Two elderly men were in a Las Vegas supermarket shopping together. One was helping the other, taking items off the shelves and later taking those items from the shopping cart onto the belt at the check-out.
It was clear from their dialog–I was right behind them several times–that they didn’t live together or were in a romantic or even paid caretaker relationship. It was simply a stronger friend helping a frailer friend on what I gathered was a more-or-less regular basis.
This scenario–friends helping weaker friends in everyday shopping situations–is one I’ve encountered over and over in the half-year since becoming New To Las Vegas. Besides assorted supermarkets, I’ve seen it at Wal-Mart, Home Depot, Lowes’s and Costco.

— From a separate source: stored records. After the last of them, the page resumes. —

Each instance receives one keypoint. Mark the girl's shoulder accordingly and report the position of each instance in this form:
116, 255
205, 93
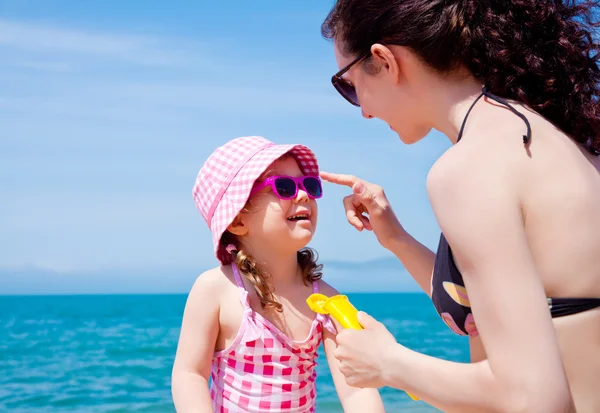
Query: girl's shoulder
214, 283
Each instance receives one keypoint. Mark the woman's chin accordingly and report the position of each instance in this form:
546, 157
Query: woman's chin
409, 138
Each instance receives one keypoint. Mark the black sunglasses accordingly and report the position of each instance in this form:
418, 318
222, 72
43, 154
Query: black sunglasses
345, 88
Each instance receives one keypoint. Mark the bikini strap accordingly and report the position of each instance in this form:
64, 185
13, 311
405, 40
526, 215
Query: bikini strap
486, 93
325, 320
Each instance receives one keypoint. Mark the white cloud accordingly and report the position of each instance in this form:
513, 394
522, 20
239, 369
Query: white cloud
46, 39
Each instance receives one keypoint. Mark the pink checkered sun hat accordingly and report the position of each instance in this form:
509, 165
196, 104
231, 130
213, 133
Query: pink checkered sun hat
225, 180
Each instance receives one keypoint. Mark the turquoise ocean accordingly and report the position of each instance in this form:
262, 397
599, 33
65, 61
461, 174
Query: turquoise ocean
113, 353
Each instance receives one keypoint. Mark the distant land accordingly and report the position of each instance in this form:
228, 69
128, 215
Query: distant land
380, 275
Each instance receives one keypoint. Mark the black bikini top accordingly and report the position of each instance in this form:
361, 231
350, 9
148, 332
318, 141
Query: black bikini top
449, 294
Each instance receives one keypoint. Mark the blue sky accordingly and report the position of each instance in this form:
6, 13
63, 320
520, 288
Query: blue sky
108, 109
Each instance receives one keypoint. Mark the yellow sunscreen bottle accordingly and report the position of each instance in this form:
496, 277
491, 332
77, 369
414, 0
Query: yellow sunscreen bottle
341, 309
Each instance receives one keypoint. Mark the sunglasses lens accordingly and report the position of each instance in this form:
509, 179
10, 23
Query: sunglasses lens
347, 91
313, 187
286, 188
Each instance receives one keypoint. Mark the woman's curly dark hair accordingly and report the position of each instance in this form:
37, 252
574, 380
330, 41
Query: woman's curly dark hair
542, 53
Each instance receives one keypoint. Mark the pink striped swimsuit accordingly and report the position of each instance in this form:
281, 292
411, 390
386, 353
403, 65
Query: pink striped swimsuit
263, 370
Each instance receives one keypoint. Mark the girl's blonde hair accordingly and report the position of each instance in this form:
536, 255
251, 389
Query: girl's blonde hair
247, 265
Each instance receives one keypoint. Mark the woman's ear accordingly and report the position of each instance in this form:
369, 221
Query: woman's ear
237, 227
386, 59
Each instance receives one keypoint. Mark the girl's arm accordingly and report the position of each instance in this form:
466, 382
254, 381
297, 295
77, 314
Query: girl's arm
353, 399
199, 330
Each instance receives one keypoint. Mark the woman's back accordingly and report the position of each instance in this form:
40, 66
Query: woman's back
558, 183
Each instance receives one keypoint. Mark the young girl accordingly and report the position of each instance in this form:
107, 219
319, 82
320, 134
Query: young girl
246, 324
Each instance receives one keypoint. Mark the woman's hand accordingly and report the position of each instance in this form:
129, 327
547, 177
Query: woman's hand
362, 353
369, 199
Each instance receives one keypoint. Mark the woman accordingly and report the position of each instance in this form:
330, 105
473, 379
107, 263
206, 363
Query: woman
514, 85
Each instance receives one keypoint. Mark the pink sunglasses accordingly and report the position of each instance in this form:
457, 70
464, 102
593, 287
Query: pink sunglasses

I know this flies in the face of Las Vegas’s reputation as a “tough” town. And it might even be hard to square with a crime rate that is several times the national average. But it’s happening here, and it warms the heart.
Undoubtedly, such acts of kindness regularly take everywhere across the country. But Las Vegas seems to have a greater share of elderly folks in the population than any other place I’ve lived, which is a bunch (Seattle, Los Angeles area, Albuquerque, Houston, New York, Philadelphia area). And, I am happy to report, a significant number of caring friends.
Perhaps because of the larger senior citizen population, I see a lot more examples of this behavior here. At a Wal-Mart near my home, Â I recently watched as two older women in the pharmacy section shopped for vitamins. Actually, it looked to me like just one was really shopping. The other, who had been pushing a pretty full shopping cart, took various containers from the shelf and read off the contents to her friend, who passed judgment. “No,” she said to the first one. “Nope,” to the second. “Okay,” she said to the third offering, apparently because it contained more iron.
In the lighting aisle of a Home Depot, I observed two elderly men–it always seems to be folks of the same gender–discuss the merits of various kinds of energy-efficient bulbs and their illumination equivalents as they moved along. The taller one clearly was assisting the shorter one, who was clutching a shopping list but seemed a little befuddled.
I later found myself behind these two at the check-out counter. One by one, Mutt removed each item of a cart by then full of routine household items–including light bulbs–for scanning. At the end, Jeff thanked him for his help. Happy to oblige, Mutt replied.